Midcentury Mashup dress

Midcentury mashup dress

I think my favourite part of sewing is matching fabrics to patterns. When I clapped eyes on this beautiful print I knew exactly what it was destined to be, and even better, no new pattern purchase was needed as it’s a Frankenpattern of two already in my library.

Midcentury mashup dress

It’s a mash-up of Simplicity 1651 and 1800, used previously here and here. The twist front bodice is a variant of 1651 and I reckoned its Fifites style would be a good match for the print. Gratuitous close-up:

Midcentury mashup dress

It was really fun to put together, with an ingenious method for attaching the shell, lining (yes, it’s lined! Sewing bucket list tick) and centre piece with no visible seams. As I was sewing it I thought that it would make a really cool back bodice piece too, even without the centre piece for a cut-out look.

Midcentury mashup dress

Having sewed both patterns before I knew to make a couple of fit modifications. I shortened the bodice by an inch to hit my natural waist, and took about 3 inches off the top of the skirt so that the pockets sit higher up.

Midcentury mashup dress

It was super easy to merge the two patterns since the construction is the same: I just made sure that the width of the skirt and bodice matched up when I put in the darts and pleats. It’s just maybe an inch too large on the waist, but I’d rather play it safe with woven fabrics.

Midcentury mashup dress

I’m generally pleased with my workmanship here for once. Look at that tidy invisible zip!

Midcentury mashup dress

The fabric, ah the fabric. I’m in LOVE. It was another £2.99/m Minerva bargain but this time the cheap fabric wheel of fortune landed in my favour: it feels so lovely, sewed up well, and oh my the print and colours. Midcentury heaven with a hint of Cubism? In my head, if I was ever on Project Runway (all sewists imagine this at one point or another don’t they?) this would be my final collection’s signature print. It feels so very me.

Midcentury mashup dress

This dress also got me thinking about something that Tilly touched on in a recent post regarding curating a personal style via the items you sew. It’s something I find difficult because I’m so drawn to lots of different fabrics and patterns right now – I’m just a kid in the proverbial and I want to sew all the things. But once my technique is better and I learn what I actually wear regularly I hope I can start curate a sense of cohesion in the items I sew, and create a pulled-together ‘look’ for myself as a result. I’m in admiration of bloggers who seem to have this nailed, such as Tilly herself, Ami, Anna and Andrea amongst lots more.

sewstudio

To help me stay on track, I made a Sewing Studio page of all my makes. I love seeing these on other sewists’ blogs to get an idea of their personal style and I think it will be helpful for me to shape my consistency. I feel like this dress is a good step in the right direction: its sludgy tones, graphic pattern and interesting details are a good basis for a checklist of ‘What Katie Sews And Will Probably Wear A Lot’. Does anyone else try to curate a personal style via their makes?

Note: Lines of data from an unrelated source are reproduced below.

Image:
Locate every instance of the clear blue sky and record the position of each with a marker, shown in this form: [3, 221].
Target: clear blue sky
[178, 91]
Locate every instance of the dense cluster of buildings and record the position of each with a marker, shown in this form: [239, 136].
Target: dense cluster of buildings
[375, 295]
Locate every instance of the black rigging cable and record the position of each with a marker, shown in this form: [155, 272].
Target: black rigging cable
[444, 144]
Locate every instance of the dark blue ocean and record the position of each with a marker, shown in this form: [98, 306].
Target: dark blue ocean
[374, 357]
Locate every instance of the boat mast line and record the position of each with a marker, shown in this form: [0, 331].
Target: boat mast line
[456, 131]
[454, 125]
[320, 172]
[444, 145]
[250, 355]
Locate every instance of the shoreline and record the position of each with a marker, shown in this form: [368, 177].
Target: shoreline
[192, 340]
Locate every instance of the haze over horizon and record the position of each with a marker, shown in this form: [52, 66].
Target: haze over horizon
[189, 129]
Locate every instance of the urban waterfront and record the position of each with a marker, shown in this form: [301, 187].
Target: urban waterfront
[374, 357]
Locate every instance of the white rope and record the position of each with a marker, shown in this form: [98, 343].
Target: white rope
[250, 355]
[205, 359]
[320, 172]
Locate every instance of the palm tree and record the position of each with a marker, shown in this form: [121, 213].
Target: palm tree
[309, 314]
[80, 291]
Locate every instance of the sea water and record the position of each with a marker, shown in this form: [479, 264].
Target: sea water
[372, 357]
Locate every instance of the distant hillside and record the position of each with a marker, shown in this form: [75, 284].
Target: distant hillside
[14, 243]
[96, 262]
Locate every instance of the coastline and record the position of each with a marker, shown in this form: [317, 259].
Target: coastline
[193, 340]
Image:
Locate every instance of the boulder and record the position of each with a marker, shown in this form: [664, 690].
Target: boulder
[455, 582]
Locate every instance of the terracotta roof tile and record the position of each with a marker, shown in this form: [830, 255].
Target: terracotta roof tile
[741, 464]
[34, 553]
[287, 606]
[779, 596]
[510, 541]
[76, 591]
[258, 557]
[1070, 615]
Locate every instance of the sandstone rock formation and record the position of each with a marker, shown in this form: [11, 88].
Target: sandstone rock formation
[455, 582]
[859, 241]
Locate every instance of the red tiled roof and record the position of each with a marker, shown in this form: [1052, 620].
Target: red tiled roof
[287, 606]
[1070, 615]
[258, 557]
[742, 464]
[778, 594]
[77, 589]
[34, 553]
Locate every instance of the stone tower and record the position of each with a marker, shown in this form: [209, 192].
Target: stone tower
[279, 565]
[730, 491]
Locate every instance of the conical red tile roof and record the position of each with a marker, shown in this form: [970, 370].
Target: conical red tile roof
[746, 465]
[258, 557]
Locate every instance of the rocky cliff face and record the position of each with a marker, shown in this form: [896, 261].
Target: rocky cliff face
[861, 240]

3 thoughts on “Midcentury Mashup dress

  1. Grace

    Another stunning dress! I love the idea of a sewing studio page, I also tend to be attracted to print and really need to start thinking about whether the things I make are really my style.

  2. Rachel Porter

    Love this dress – I know what you mean about wanting to sew all the things, though. I find that reading blogs just makes finding a personal style more difficult, as you see things other people have made and immediately want to pay homage to them (or totally copy them!). This dress is a great example, as I would never have been drawn to that fabric, but seeing what you have made it into and reading your description makes me want some myself (damn that self imposed fabric buying ban).

  3. Diane

    Another lovely dress Katie! I completely understand wanting to create a sense of cohesion in the items you sew. That’s partly what motivated me to finally learn – I one day dream of having the ultimate ‘grown up’ wardrobe where my clothes can be easily coordinated and outfits can be thrown together without much thought. I think I’m slowly getting there!